Artisan Initiative


South African youth has been socialised to view university education as the ultimate in Higher Education. Many young folk view the hierarchy of education as school (as the main entry prerequisite) and then the options are listed starting with universities at the top (also graded from cool brand to just about the word ‘university’) to universities of technology, private higher education institutions and then somewhere on the outskirts of choice lies public Technical and Vocation Education and Training (TVET formerly FET) colleges.

Based on the number of students presently pre-applying at colleges compared to the past, along with recruitment drives by the Ministry of Higher Education and Training, the number of students in training in these TVE Training institutions remains lower than in the other, perceived-to-be-better institutions.

The motivation for thinking that TVET colleges are inferior is often based on past performance of colleges as catch-nets to those who do not make it in traditional schools. This perception is wrong as colleges, with the introduction of the NCV programmes and the phasing out of the old National Intermediate and Senior Certificates, are shifting their aim away from academically struggling students to vocationally focused youth.

Social re-engineering the thinking of college education could be a time-consuming and risky social strategy and would not be easy, not to mention expensive. The solution to rebrand college and skills & artisanal training (public and private) could therefore be to rebrand the traditionally-thought-of-as-lower careers.

Doing so with regard to these careers would not happen after a series of expensive and extravagant advertising and promotional campaigns, but should be holistically undertaken when viewed from a complete marketing perspective. Merely stating that it is cool to be an artisan is not enough. The present generation of information and sales overload needs to be shown that it is cool. They have more information at their fingertips than is really safe.

The rebranding would need buy-in from the education sector (public and private, school and post-school), government at large and business (commerce and industry)

The Western Cape is privileged to have college staff that are fully aware of the fact that marketing and advocacy are not limited to marketing departments but to all involved in TVE training.
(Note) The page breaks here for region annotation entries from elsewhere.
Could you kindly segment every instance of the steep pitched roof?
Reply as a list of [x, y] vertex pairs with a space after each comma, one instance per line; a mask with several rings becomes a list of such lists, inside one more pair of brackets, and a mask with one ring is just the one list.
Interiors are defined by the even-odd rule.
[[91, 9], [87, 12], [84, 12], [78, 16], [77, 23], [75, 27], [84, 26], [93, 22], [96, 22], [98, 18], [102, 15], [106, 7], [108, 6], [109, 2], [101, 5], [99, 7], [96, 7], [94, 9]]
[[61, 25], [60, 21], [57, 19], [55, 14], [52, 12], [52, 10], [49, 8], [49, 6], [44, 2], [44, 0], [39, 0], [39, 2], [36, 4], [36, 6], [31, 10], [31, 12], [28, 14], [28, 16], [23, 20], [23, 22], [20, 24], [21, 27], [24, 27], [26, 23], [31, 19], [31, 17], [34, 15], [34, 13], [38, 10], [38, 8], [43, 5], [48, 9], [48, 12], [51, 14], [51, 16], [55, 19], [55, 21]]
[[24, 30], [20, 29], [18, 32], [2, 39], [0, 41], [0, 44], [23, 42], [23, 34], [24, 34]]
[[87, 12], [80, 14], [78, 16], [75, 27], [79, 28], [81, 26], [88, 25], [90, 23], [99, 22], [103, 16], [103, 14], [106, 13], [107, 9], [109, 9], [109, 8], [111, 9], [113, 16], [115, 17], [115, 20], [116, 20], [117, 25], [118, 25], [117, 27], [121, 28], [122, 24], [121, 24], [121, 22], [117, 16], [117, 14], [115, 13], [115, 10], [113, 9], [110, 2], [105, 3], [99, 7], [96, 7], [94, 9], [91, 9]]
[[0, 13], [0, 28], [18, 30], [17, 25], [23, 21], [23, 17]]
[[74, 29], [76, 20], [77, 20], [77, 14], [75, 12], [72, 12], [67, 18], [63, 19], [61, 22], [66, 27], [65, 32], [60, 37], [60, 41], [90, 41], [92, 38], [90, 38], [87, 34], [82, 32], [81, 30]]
The province is further privileged to have an active joint Communication and Advocacy Forum. In 2008 the Western Cape was the first to host a joint Open Day which gained national exposure. This initiative, along with the publishing of a provincial FET Fact file, has since gained considerable momentum.
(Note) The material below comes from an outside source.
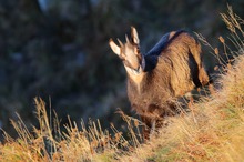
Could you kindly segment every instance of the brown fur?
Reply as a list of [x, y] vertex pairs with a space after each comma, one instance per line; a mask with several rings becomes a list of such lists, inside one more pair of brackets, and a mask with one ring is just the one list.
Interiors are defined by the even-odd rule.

It has been possible to expand the scope of marketing campaigns thanks to an investment by the office of the Chief Director responsible for TVET colleges. Declaring a FET month as done by the Deputy Minister of Higher Education and Training, Mr Mduduzi Manana and the launching of the Western Cape Regional leg of the World Skills Challenge, provided the platform for the start of this rebranding.

From a marketing perspective the Western Cape Public TVET Colleges needed to find a way to kickstart the rebranding of artisan training in particular; a visual to link the Decade of the Artisan had to be made, and FET Week, as well as the regional competition of the World Skills Challenge had to be incorporated in an initiative which also boosted the enthusiasm of current and future students.

Inspiration was drawn from international initiatives such as the I-amsterdam initiative in the Netherlands. This led to a double concept; putting the ‘I’ back into Art”I”san and the art back into “ART”isan – further linking it to initiatives such as Cape Town being the 2014 Design Capital of the World.

Specifications were drawn up and departments at colleges responsible for artisanal training joined the project by designing and building 1,5m by 2m letters spelling the word ‘artisan’. The word was unveiled during a media event hosted in Cape Town.

Following the letters displayed during the regional World Skills Challenge they will be moved to the design corridor in Cape Town as part of World Design Capital 2014.

Future sustainability of this project was taken into consideration and will be expanded beyond the traditional engineering related artisanal fields to include other artisanal fields and trades including those in general and utility studies such as hairdressing and jewelry design, as well as those in the hospitality fields.